Members of the Cleft Lip and Palate Research Group -CESLPH- of the School of Dentistry, accompanied by teachers from the School of Psychology, calibrated for the first time an instrument to detect temporomandibular disorders but in children.
Temporomandibular disorders are those diseases that cause pain or dysfunction in the jaw. As noted by Dr. Claudia Restrepo Serna, a professor at the School of Dentistry, the instrument to detect these disorders, known by the name of Diagnostic Criteria for Temporomandibular Disorders, it was only validated for adults.
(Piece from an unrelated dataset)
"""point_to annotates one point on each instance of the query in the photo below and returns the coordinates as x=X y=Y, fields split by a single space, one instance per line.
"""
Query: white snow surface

“The instrument consists of two parts. One is a questionnaire that tells us what the patient's pain is like and if there is a limitation in function. The other part is a guide to perform an examination on the patient and record the data in a kind of form. Then with a diagnostic tree (algorithm) the combination of the history and the clinical examination, leads us to know if the patient has temporomandibular disorders ”, Dr. Restrepo explained.
The teacher added that the criteria that existed to evaluate adults were difficult to use in children. With the work they started in 2015, they adapted the measurement parameters and then started testing. The tests included more than 100 children between the ages of 6 and 11, to whom new measurement criteria were applied, adapted by the researchers, which allowed this new instrument to detect temporomandibular problems.
“At the academic level, we are opening a new branch of research in which disorders in children can be evaluated to carry out clinical prevention treatments from an early stage, hoping for better results to manage these problems when the person reaches adulthood.”, Said Natasha Suárez Carvajal, a dentist who accompanied the investigation in its testing stage.
The participation of the Faculty of Psychology was in charge of the teacher Nadia Moratto Vásquez, who participated in the formulation of the questionnaires of questions that were asked to the children and that allowed to analyze answers about possible imbalances.
The investigation spanned five years and was commissioned by the International Association for Dental Research (IADR), which in 2015 assigned the task to Dr. Claudia Restrepo, being a of the members of this association and who advocated having a specialized instrument for children. The results were published in March 2020 in Journal Of Oral Rehabilitation.